Laura obbedì, ormai certa che Sonia la stesse manipolando per ottenere quello che voleva. Ma anche sapendolo non riusciva a provare fastidio. Anzi.
«Posso farla?» chiese, sentendosi ridicola.
«Non ancora. Posso chiederle di aprire bene le gambe?»
«Così?»
«Di più. Sì, così. Dottoressa, il suo fiore è meraviglioso.»
Laura cominciava a sentirsi fradicia, e la situazione peggiorò quando Sonia si spogliò e si mise in ginocchio tra le sue cosce aperte, portando la bocca a pochissimi centimetri dalla sua vagina così oscenamente offerta.
Non riusciva più a trattenere la pipì.
«Sonia, devo farla, non resisto più.»
Lei la guardò dal basso verso l’alto, con un gesto simile a quello di un cagnolino fedele, poi annuì e spalancò la bocca.
«Mi punisca, dottoressa, mi punisca ora. Me la faccia ingoiare tutta.»
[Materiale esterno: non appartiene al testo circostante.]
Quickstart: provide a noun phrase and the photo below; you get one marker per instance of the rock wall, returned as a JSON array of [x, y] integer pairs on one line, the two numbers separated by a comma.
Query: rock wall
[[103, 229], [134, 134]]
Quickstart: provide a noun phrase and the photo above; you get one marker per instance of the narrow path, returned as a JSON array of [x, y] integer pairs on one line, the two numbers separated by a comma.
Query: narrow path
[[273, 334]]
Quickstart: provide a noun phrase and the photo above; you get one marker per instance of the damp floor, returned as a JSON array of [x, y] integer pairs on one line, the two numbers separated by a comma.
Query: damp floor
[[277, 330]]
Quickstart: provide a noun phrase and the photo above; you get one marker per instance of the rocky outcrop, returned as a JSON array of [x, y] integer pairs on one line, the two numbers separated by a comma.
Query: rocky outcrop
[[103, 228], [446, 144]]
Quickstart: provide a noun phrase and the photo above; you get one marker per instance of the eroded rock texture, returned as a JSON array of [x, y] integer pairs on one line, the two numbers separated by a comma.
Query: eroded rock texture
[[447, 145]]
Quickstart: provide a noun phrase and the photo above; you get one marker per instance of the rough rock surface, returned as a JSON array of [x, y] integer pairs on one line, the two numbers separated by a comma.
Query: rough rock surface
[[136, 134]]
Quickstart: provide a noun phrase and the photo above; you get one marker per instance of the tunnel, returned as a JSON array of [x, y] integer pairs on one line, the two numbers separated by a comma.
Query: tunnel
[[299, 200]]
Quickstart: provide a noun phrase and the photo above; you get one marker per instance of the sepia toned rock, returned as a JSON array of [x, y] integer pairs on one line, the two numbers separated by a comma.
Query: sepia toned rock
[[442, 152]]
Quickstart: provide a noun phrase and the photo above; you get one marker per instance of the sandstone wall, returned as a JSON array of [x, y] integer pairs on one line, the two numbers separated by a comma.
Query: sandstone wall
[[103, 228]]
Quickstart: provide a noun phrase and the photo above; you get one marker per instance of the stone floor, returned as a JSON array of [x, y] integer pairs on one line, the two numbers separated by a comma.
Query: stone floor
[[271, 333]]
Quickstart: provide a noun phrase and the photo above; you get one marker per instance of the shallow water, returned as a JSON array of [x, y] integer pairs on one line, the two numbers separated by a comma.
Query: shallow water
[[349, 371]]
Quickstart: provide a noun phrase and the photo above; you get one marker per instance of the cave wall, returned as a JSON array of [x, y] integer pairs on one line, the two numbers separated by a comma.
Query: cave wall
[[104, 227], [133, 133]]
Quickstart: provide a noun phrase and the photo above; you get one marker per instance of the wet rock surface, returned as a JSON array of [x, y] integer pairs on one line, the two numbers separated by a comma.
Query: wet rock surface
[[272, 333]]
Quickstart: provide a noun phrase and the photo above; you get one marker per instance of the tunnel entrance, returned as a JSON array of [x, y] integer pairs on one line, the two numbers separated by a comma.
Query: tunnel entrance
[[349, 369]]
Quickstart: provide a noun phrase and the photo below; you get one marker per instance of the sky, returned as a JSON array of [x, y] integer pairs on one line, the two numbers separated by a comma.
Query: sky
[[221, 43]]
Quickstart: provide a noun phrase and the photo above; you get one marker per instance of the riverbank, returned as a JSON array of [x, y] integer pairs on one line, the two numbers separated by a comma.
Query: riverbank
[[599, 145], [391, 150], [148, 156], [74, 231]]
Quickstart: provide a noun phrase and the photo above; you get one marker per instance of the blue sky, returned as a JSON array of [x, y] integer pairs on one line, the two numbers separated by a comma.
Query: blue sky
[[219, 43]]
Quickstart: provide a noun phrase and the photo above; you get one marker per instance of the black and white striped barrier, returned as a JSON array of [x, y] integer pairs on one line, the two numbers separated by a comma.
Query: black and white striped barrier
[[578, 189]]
Laura non poteva più trattenersi, e a quel punto non lo voleva neanche. Era eccitatissima e pronta a impartire a Sonia la lezione di cui aveva bisogno.
Lasciò che l’urina sgorgasse in un glorioso getto che riempì la bocca della sua segretaria, un flusso che, alimentato dalle innumerevoli tisane che aveva bevuto, sembrava non dovesse finire mai e che la ragazza mandò giù come acqua di fonte.
Ci volle quasi un intero minuto perché il getto si riducesse a uno lento sgocciolio, e Sonia non ne perse una goccia.
«Asciugamela con la lingua» le ordinò, quando ebbe finito di pisciare.
«Sì, padrona» rispose lei, provocandole un brivido caldo tra le cosce spalancate.
Andrea era stato bravo, ma lei apparteneva a un’altra categoria. Sembrava sapere esattamente dove e come leccare per mandarla fuori di testa, quasi le leggesse corpo e mente, e le procurò il più stupefacente orgasmo della sua esistenza, una nuova e incredibile vetta del piacere.
Quando si riprese, vide Sonia con un sorriso stampato sul volto bagnato di urina e secrezioni vaginali, ancora inginocchiata tra le sue cosce.
Stupendo se stessa una volta di più, si chinò in avanti e le infilò la lingua in bocca, cogliendo il sapore salato della propria vagina, mescolato a quello più acre dell’urina e alla dolcezza di fragola dell’alito della ragazza.
Lasciò che il bacio si prolungasse, spinta da un profondo moto di affetto per quella creatura dolcissima e sensuale con cui aveva condiviso quel delicato momento di intimità.
Subito dopo, però, le piombò addosso la consapevolezza di aver imboccato un sentiero estremamente pericoloso che portava dritto alla fine prematura del suo matrimonio. Ma, nonostante tutto, non era affatto sicura di riuscire a fermarsi in tempo.